Quando quis agilizar o processo de seleção de novos alunos, a tradicional faculdade britânica de medicina St. George usou um software para definir quem deveria ser entrevistado. Ao reproduzir a forma como os funcionários faziam essa escolha, o programa eliminou, de cara, 60 de 2 000 candidatos. Só por causa do sexo ou da origem racial, numa dedução baseada em sobrenome e local de nascimento. Um estudo sobre o caso foi publicado em 1988, mas, 25 anos depois, outra pesquisa apontou que esse tipo de discriminação segue firme. O exemplo recente envolve o buscador do Google: ao digitar nomes comuns entre negros dos EUA, a chance de os anúncios automáticos oferecerem checagem de antecedentes criminais pode aumentar 25%. E pode piorar com a pergunta “detido?” logo após a palavra procurada.
Disponível em: https://tab.uol.com.br. Acesso em: 11 ago. 2017 (adaptado).
O texto permite o desnudamento da sociedade ao relacionar as tecnologias de informação e comunicação com o(a)
O texto apresenta dois exemplos históricos em que sistemas computacionais reproduziram e amplificaram preconceitos sociais já existentes: o software de seleção da faculdade britânica St. George, que excluía candidatos com base no sexo e na origem racial inferida pelo sobrenome e local de nascimento, e o algoritmo do Google, que associava nomes comuns entre negros americanos a anúncios de checagem de antecedentes criminais.

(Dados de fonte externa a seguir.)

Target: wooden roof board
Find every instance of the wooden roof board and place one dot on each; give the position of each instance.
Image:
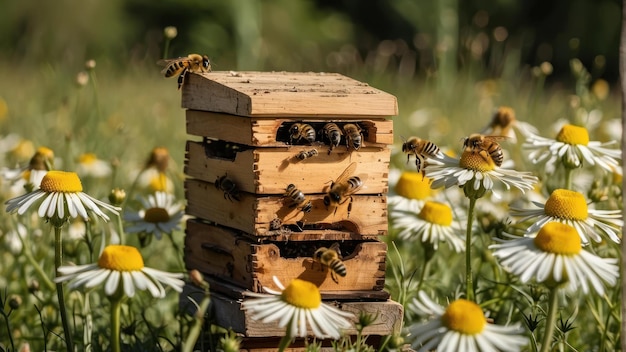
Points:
(297, 94)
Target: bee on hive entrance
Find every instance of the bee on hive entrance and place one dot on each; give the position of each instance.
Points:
(354, 136)
(486, 146)
(299, 131)
(333, 133)
(342, 189)
(331, 258)
(228, 186)
(182, 65)
(422, 149)
(306, 154)
(298, 199)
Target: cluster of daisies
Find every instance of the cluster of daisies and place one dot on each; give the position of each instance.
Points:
(40, 191)
(547, 232)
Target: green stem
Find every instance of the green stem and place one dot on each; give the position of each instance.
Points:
(116, 305)
(58, 260)
(469, 281)
(550, 319)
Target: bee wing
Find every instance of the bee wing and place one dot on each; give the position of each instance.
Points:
(346, 173)
(336, 248)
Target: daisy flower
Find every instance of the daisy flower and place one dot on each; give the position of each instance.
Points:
(555, 256)
(120, 269)
(161, 214)
(573, 148)
(476, 173)
(504, 123)
(90, 165)
(60, 197)
(570, 207)
(297, 307)
(461, 326)
(433, 223)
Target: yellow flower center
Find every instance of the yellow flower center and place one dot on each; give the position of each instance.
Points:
(156, 215)
(87, 158)
(465, 317)
(571, 134)
(302, 294)
(566, 204)
(121, 258)
(61, 181)
(558, 238)
(159, 183)
(477, 161)
(413, 185)
(436, 213)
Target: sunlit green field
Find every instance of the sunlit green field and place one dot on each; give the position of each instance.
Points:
(122, 111)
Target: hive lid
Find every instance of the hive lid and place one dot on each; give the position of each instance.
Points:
(285, 94)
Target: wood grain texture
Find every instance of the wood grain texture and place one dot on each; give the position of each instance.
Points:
(223, 253)
(270, 170)
(285, 93)
(252, 214)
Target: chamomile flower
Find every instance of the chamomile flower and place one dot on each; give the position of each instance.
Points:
(161, 214)
(60, 197)
(298, 307)
(476, 173)
(570, 207)
(573, 149)
(461, 326)
(555, 256)
(121, 270)
(432, 223)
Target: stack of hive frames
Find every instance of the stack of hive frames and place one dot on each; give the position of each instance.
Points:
(241, 239)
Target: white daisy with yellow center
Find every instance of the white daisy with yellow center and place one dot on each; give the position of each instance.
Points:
(573, 148)
(476, 173)
(297, 307)
(121, 269)
(433, 223)
(555, 256)
(461, 326)
(60, 197)
(570, 207)
(161, 214)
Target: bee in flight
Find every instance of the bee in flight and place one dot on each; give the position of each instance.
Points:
(354, 136)
(305, 154)
(422, 149)
(331, 258)
(299, 131)
(342, 189)
(298, 199)
(486, 146)
(182, 65)
(228, 186)
(333, 134)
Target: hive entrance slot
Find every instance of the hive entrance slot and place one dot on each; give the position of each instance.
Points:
(215, 148)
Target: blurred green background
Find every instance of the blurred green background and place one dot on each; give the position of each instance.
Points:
(450, 63)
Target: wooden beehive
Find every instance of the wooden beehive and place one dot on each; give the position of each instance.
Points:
(240, 126)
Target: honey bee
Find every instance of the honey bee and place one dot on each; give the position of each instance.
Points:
(298, 199)
(228, 186)
(331, 258)
(305, 154)
(182, 65)
(354, 137)
(422, 149)
(342, 189)
(486, 146)
(300, 131)
(333, 133)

O conceito central avaliado é a ideia de que a tecnologia não é neutra — ela pode codificar e perpetuar discriminações presentes na sociedade. O texto, portanto, "desnuda" (revela) como as tecnologias de informação e comunicação podem ser instrumentos de preconceito racial e de gênero, ao reproduzir automaticamente padrões discriminatórios humanos em escala.
As demais alternativas não capturam o argumento central: a agilidade dos softwares é apenas um meio, não a crítica do texto; o passar dos anos é mencionado como contexto (25 anos depois), mas não é o foco; a linguagem e a educação tampouco são os temas abordados pela análise dos casos citados.